For entrepreneurs wishing to sell their business, here are four mistakes to avoid:
- Adopting a “lifestyle” management style: many managers, as they approach retirement, decide to “ride the wave”. As a result, they slow down development and put less energy into the growth and progress of their company.
- Concentrate decision-making at the executive level: in contrast to the “lifestyle” executive, the one who has not surrounded himself with an autonomous management team will not satisfy the criteria of a potential buyer.
- Keeping obsolete equipment: there’s a lot of talk about productivity, automation (to counter labor shortages) and even robotization. A company working with old equipment, old methods or outdated management systems will be less valuable to a potential buyer.
- Resisting change and lacking agility: the last few years have shown that companies need to be agile – modifying their products, addressing new markets, changing suppliers, finding new ways to serve their customers – these are all changes that today’s companies have to face.
We’re often asked what the magic formula is for selling a business fast. To date, we haven’t found that magic recipe. Instead, we believe in an established and rigorous process that enables us to move a transaction forward. Our experience has shown us some common mistakes…
- Asking for too high a value without valid arguments to justify it.
- Buyers use accounting criteria to value a company; sellers often want to introduce “emotional” values; a significant price differential can derail a transaction.
- Not only will the buyer use professionals to validate the price, but the banks will also get involved – if the price is too high, they won’t go ahead.
- When adjusting for profitability, a representative compensation for the owners must be considered, and the difference between salary and dividends can have a significant impact.
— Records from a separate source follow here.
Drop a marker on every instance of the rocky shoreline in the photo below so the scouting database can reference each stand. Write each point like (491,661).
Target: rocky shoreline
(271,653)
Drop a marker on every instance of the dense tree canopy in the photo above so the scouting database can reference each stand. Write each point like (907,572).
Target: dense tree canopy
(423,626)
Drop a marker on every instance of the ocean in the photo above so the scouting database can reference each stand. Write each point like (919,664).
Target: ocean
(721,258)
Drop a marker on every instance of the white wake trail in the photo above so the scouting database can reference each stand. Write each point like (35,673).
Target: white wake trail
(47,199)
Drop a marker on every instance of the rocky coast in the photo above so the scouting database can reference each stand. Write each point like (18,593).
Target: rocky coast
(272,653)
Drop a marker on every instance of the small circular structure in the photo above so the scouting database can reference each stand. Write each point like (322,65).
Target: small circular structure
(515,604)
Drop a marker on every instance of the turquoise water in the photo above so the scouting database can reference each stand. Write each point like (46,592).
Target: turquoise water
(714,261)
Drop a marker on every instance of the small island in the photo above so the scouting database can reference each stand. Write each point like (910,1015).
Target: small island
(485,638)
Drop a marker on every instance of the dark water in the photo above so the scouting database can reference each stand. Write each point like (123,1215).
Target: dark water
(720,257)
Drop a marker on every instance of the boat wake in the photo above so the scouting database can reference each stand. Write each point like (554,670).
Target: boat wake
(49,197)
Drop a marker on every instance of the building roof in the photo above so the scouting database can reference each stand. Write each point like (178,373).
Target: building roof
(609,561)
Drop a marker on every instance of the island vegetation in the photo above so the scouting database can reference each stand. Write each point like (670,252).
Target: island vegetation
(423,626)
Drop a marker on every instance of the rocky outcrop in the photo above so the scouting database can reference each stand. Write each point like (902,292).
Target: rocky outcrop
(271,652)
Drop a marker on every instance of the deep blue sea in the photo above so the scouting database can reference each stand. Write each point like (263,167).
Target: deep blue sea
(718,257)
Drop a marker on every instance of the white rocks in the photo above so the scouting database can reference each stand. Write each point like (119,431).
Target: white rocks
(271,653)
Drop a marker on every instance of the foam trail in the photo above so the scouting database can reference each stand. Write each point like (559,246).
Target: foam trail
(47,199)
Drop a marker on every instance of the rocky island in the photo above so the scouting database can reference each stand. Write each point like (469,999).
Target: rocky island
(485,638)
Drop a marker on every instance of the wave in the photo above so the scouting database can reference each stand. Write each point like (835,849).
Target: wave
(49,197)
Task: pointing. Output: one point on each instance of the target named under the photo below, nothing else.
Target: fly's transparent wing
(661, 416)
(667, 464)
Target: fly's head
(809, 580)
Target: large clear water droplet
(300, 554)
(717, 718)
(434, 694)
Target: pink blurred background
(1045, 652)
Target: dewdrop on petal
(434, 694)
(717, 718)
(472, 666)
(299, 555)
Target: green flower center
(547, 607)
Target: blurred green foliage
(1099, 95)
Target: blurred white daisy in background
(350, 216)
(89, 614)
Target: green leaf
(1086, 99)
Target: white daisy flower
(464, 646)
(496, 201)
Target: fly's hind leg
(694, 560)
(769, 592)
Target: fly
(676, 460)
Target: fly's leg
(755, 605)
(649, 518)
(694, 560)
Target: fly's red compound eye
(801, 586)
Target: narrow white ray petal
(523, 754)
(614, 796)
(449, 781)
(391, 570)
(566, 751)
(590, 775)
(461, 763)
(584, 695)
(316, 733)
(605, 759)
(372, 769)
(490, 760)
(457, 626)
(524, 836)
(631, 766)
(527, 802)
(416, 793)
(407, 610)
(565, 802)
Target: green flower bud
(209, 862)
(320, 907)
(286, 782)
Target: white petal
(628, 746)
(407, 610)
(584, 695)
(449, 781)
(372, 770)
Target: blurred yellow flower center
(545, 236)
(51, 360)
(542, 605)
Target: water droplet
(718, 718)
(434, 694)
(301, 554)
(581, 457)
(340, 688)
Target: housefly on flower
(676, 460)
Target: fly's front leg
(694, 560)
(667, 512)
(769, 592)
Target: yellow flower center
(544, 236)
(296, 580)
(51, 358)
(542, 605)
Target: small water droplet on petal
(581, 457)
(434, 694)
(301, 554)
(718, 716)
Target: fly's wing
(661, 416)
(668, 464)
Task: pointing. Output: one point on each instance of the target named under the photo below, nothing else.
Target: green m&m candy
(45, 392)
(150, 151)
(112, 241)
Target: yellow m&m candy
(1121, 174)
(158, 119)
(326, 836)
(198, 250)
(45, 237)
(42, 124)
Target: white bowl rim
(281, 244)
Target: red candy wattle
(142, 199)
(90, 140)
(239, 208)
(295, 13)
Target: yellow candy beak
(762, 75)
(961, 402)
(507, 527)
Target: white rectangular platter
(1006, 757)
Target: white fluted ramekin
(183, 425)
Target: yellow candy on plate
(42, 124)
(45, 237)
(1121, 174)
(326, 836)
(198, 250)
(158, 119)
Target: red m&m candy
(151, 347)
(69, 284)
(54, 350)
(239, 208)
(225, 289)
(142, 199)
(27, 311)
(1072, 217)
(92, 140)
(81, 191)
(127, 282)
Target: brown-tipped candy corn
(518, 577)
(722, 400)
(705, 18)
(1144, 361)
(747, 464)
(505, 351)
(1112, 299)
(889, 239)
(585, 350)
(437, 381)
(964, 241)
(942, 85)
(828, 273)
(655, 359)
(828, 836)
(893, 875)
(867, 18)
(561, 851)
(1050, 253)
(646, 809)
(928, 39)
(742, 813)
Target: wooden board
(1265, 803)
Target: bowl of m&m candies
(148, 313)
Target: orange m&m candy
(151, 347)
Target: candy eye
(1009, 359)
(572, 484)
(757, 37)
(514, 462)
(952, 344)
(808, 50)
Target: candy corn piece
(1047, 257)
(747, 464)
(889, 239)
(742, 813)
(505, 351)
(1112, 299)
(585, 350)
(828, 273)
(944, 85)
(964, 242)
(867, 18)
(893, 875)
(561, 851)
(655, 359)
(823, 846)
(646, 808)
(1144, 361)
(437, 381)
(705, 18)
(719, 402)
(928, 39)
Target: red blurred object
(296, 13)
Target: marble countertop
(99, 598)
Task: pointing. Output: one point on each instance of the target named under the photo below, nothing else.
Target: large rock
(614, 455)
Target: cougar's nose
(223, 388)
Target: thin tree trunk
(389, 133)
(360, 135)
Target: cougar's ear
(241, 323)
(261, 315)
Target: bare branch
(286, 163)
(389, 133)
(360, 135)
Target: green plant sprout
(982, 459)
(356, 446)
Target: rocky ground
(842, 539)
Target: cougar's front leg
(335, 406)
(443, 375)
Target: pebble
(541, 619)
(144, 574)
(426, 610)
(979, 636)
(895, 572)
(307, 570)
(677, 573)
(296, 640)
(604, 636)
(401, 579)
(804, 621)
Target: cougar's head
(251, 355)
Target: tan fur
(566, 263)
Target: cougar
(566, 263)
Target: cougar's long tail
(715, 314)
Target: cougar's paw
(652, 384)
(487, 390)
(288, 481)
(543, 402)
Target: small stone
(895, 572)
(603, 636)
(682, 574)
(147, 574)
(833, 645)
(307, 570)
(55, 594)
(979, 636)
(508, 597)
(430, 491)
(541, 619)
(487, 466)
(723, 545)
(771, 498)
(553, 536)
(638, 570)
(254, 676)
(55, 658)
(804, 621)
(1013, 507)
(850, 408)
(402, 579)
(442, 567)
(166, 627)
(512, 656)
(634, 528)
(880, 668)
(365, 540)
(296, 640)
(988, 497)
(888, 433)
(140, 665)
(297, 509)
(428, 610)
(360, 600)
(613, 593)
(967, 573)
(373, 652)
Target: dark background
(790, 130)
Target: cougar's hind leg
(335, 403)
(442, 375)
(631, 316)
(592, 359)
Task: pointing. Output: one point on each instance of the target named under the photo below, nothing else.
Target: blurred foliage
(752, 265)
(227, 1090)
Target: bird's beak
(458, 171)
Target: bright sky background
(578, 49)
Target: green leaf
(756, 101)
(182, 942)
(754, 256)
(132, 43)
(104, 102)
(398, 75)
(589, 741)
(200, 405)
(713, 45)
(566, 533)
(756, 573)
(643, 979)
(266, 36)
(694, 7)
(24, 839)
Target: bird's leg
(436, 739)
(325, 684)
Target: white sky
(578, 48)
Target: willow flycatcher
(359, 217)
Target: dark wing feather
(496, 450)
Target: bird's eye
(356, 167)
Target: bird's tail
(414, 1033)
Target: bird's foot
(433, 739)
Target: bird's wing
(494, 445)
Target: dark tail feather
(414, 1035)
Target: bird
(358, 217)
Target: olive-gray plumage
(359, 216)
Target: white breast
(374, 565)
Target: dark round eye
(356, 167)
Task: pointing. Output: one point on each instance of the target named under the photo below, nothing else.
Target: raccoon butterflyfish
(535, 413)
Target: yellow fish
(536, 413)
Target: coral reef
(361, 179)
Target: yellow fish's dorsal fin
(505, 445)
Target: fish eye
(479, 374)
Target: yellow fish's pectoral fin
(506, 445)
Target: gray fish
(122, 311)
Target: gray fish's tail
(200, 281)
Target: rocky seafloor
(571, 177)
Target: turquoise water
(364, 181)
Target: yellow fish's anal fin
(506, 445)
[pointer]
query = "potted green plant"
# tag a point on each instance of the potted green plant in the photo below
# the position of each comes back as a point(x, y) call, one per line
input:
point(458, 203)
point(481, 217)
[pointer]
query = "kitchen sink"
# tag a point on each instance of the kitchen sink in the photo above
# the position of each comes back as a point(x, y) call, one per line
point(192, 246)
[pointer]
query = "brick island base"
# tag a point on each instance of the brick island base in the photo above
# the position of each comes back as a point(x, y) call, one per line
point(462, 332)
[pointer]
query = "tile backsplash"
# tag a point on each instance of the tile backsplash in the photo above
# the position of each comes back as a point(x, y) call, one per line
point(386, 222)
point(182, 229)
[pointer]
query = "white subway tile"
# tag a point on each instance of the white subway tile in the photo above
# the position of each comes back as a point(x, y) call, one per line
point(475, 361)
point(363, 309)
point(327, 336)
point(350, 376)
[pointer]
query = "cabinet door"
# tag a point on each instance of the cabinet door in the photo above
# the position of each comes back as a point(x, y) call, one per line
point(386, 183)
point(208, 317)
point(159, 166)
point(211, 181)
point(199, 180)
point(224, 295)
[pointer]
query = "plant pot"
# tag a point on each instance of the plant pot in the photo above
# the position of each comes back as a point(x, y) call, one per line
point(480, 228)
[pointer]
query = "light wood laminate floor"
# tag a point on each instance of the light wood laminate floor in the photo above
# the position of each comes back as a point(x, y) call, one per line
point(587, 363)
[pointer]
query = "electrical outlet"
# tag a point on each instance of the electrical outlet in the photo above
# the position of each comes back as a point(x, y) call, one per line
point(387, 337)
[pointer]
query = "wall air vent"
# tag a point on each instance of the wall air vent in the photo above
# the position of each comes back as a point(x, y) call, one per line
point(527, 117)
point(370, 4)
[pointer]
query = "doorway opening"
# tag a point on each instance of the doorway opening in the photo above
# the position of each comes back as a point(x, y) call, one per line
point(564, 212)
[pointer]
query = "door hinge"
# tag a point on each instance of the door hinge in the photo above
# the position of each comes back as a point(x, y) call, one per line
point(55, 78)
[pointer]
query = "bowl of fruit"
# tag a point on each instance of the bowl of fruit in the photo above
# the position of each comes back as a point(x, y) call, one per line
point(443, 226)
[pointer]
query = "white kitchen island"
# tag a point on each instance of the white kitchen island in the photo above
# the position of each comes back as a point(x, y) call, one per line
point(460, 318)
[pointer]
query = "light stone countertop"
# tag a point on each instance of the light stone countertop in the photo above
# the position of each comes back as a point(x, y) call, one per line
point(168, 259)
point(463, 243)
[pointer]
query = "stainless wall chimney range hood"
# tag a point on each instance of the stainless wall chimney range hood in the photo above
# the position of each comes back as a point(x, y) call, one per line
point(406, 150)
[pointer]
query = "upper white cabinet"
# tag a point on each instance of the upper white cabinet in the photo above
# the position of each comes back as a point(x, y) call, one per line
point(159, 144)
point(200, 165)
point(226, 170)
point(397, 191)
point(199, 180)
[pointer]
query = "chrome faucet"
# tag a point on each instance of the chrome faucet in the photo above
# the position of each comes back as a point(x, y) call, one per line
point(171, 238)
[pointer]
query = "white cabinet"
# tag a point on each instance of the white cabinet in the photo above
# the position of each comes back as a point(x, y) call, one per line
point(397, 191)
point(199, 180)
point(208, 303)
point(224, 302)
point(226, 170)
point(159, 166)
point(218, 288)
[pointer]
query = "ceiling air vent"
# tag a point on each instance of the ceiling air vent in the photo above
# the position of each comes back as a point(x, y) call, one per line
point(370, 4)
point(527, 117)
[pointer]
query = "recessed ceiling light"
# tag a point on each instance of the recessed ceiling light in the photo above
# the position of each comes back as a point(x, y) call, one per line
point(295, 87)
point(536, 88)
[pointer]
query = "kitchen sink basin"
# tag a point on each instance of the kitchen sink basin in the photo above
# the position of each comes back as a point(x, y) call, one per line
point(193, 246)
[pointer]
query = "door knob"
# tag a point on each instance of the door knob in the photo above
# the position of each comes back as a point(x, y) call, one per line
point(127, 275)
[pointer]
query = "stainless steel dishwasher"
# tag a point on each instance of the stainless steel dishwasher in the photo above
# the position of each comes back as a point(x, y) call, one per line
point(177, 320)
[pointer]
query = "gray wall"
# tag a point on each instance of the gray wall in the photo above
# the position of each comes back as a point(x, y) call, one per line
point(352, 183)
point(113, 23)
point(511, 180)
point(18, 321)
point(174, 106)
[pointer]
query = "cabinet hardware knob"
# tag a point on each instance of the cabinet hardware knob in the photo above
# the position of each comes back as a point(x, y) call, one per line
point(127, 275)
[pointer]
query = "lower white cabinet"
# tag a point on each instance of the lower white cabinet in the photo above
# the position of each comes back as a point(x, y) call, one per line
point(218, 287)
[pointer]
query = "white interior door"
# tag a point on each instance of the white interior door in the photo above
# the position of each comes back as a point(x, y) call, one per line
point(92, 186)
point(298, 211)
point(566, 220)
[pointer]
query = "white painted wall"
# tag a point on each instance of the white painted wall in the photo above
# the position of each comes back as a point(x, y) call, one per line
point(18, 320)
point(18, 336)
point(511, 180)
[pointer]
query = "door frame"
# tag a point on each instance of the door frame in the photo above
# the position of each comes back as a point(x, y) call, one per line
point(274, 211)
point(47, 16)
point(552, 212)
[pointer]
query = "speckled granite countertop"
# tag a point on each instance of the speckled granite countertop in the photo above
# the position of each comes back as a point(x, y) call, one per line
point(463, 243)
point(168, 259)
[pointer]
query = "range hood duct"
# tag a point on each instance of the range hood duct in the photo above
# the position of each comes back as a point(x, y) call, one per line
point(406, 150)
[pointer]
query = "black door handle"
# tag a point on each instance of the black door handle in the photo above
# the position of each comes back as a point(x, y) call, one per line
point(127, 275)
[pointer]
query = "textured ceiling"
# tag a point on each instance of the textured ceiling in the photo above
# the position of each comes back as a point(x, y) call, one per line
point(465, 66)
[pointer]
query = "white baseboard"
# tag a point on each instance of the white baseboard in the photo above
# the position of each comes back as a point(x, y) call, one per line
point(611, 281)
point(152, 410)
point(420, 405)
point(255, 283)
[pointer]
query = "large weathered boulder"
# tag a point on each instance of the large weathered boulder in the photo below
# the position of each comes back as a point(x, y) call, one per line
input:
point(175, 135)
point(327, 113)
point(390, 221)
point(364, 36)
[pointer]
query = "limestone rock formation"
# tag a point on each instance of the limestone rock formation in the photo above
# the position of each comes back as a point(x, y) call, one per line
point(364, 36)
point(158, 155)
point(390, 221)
Any other adjustment will be validated.
- Limit your pool of buyers.
- Some sellers fear that the competition will know they are for sale. So, they limit the presentation to certain companies. Be aware that these are the ones who will normally offer the best price. You can’t have an individual with the required capital outlay, the perfect experience in our industry, and who’s just looking in your postal code to take over – and by the way – who wouldn’t be a competitor. Let’s just say it’s a rare mix!
- We’ve had cases where a seller didn’t want to sell to his natural competitor – and all to protect his company’s jobs. Has it occurred to you that a buyer who is new to the business is no more likely to guarantee jobs? A current employee who has the skills of the trade, but no entrepreneurial skills, is no more a guarantee of success.
- Limit “feeling” sales price balances. Some sellers want to vary the balance according to the buyer – a stock purchase involves risk, and a certain level of balance should normally be part of the equation, regardless of the buyer. Financing a buyer via a balance is another matter!
- Poorly managing the process
- Take the transaction for granted at the signing of a letter of intent: think that buyers won’t find out what’s at stake. Serious buyers will want to rummage through every drawer! Don’t underestimate buyers’ level of preparation,
- Being ill-prepared for due diligence can give the wrong impression and greatly delay the transaction – the seller is trying to run his business as normal, producing a wealth of information. A serious buyer will carry out exhaustive due diligence. A serious seller should be able to provide answers and documents quickly and clearly.
- It’s not over until it’s over… the letter of intent is just one step in the process; the real end is when the deal is closed and paid for.
Communication and coordination must be managed.
- Don’t let any information leak out before the deal is closed, as this can upset a number of stakeholders. Communicating with the seller’s customers or employees without authorization is a major mistake.
- It’s important to assess who holds the real power on the buyer’s side: is your contact the only one to make the decision? Should he refer to a committee, his accountant, his spouse?
- The confidentiality agreement (NDA) remains in force until the end of the process!